Things had started to go seriously wrong, though. Really, really wrong, and I’d known the first time it had happened that I was different from all the other recruits. I’d heard things from the minute I woke, my head in bandages, my body swimming with nanites.

Those nanites were what had healed me, what continued to heal me every day. They kept me alive. Without them, my body would begin to wither and die, the degenerative disease eating away at my muscles until I would become a wasted shell of myself.

With the nanites, I was strong, and my time at the program’s academy had made me sleek and powerful. I’d excelled at the training, putting everything I had into it. I hadn’t wanted to disappoint my father. He’d done so much for me, and I wanted him to be proud of me.

I pulled the strings on my bag, closing it tight before pulling the flap over and doing up the small buckle. After tonight, I would never see my father look at me with pride again.

He’d look at me as if I was some kind of monster. I’d heard the whispers among the other recruits. A one-in-a-thousand chance that the implants would amplify a natural talent—a talent I’d never known I had until I’d woken up in the recovery room with my family around me and the doctors out in the hall.

However, I’d heard. God, had I heard.

I could hear thoughts, but they were not my own.
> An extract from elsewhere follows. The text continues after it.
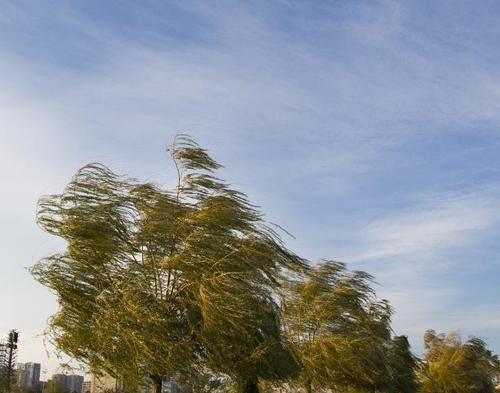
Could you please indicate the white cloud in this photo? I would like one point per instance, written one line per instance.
(435, 223)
They’d been distant, quiet, and it wasn’t until they let me out of the facility to return to my home that I’d realized whose thoughts I could hear.
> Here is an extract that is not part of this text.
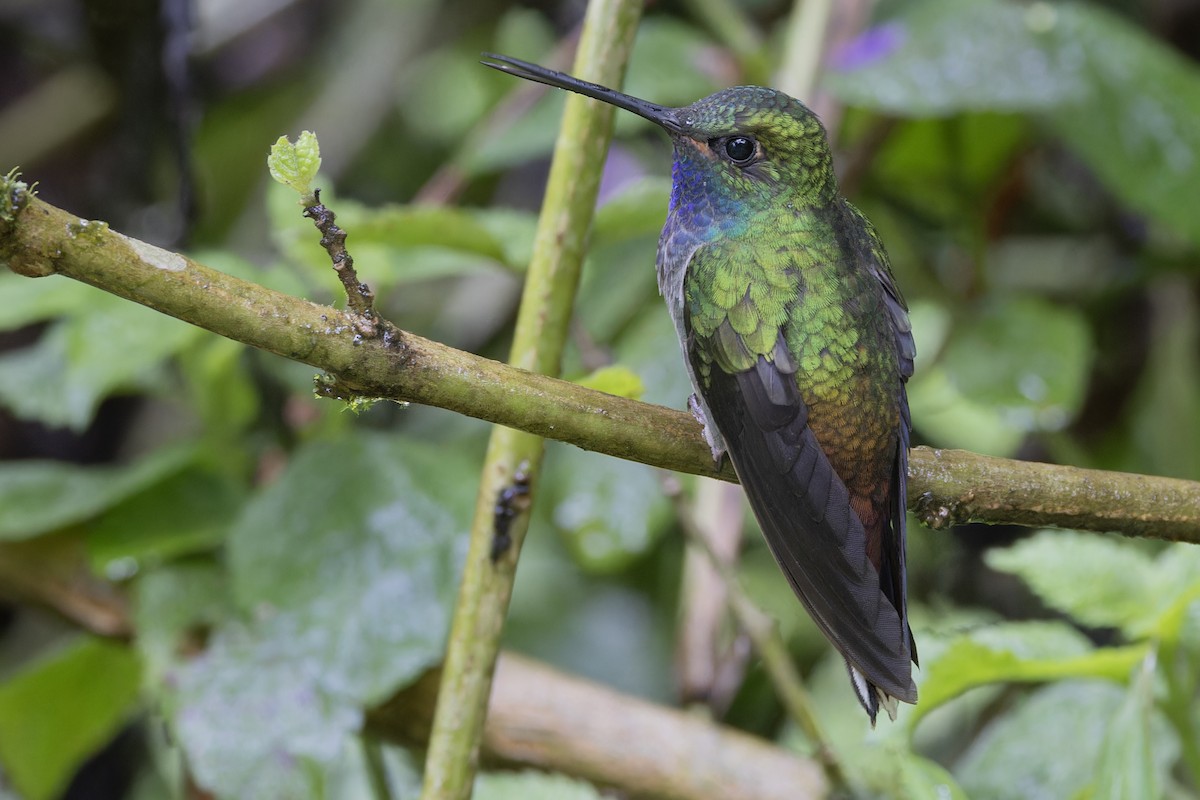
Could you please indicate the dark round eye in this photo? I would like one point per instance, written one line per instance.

It wasn’t my family, and it wasn’t the doctors or nurses who cared for me. It was others like me, people who had been implanted. They were recruits for training just like me.

Those in the program.

I left my bag on the bed and moved to the small desk that I’d studied at since I was old enough to bring schoolwork home. After picking up a note cube from the tray at the back of the desk, I pressed the small red button and held it up to my lips.

“Pater, I’m sorry. Please believe me when I say I never wanted this to happen. I love you and Mater. Please forgive me.”
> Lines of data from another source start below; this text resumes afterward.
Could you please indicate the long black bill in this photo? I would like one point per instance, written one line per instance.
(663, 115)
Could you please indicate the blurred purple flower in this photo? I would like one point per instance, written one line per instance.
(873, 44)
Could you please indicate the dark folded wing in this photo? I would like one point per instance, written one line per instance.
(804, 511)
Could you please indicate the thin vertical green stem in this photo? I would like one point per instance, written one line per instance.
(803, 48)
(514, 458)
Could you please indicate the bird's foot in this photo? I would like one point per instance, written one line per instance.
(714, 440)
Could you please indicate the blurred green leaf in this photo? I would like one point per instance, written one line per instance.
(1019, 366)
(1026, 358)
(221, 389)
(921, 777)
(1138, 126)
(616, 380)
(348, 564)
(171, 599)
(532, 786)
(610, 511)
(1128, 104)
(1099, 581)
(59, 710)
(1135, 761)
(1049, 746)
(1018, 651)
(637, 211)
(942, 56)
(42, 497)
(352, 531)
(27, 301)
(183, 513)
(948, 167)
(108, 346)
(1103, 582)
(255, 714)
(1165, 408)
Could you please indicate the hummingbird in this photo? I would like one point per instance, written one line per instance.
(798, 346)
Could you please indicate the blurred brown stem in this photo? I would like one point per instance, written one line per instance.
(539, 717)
To end the recording, I pressed the small red button again. I set the note cube down on my desk and turned away before I let emotion overwhelm me.

I was strong. I’d survived a debilitating and painful disease, and I’d survived recruit training, so I could survive the latest challenge my life had thrown at me.

It was time to go. All I had to do was pick up my bag and head for the wide window that looked out onto our backyard. With my bag strapped to my back, I pressed the button on the panel beside the window to lower the flexi plas panel. It shimmered a rainbow of colours before dissolving in front of my eyes, leaving a soft breeze blowing in through my window.

One last look at my room, at the place that had been my refuge for as long as I could remember, and my thoughts drifted to my family. My gaze touched on the neatly made bed, the plush rug my father had surprised me with on his return from a neighbouring sector, and the beautiful statue of a trilis my brothers had brought me for my last birthday. Its wings spread in flight, its regal head held high, the colours of its feathers matched the colours of the rug on my floor.

I would miss my family desperately, and I’d miss my best friend. Riordan-Terant. We’d become fast friends the first day of training, and our friendship had only deepened the more time we spent together. There was something different about him, a difference I’d gravitated towards, sensing that in some way, he was like me.

He was the only recruit I’d come across whose thoughts I couldn’t hear. I sensed he had secrets of his own, and had almost told him about my strange abilities on more than one occasion. It had become harder and harder to hide it from him, and lately, I’d begun to suspect that he knew there was something different about me, but I trusted him to keep whatever he suspected to himself. He wouldn’t give me away. We were best friends.

I swung my legs over the windowsill and climbed down the three stories using all the strength and training I’d received over the last five years. From windowsill, to downpipe, to trellis that grew my mater’s prized Eblom flowers, to the ground.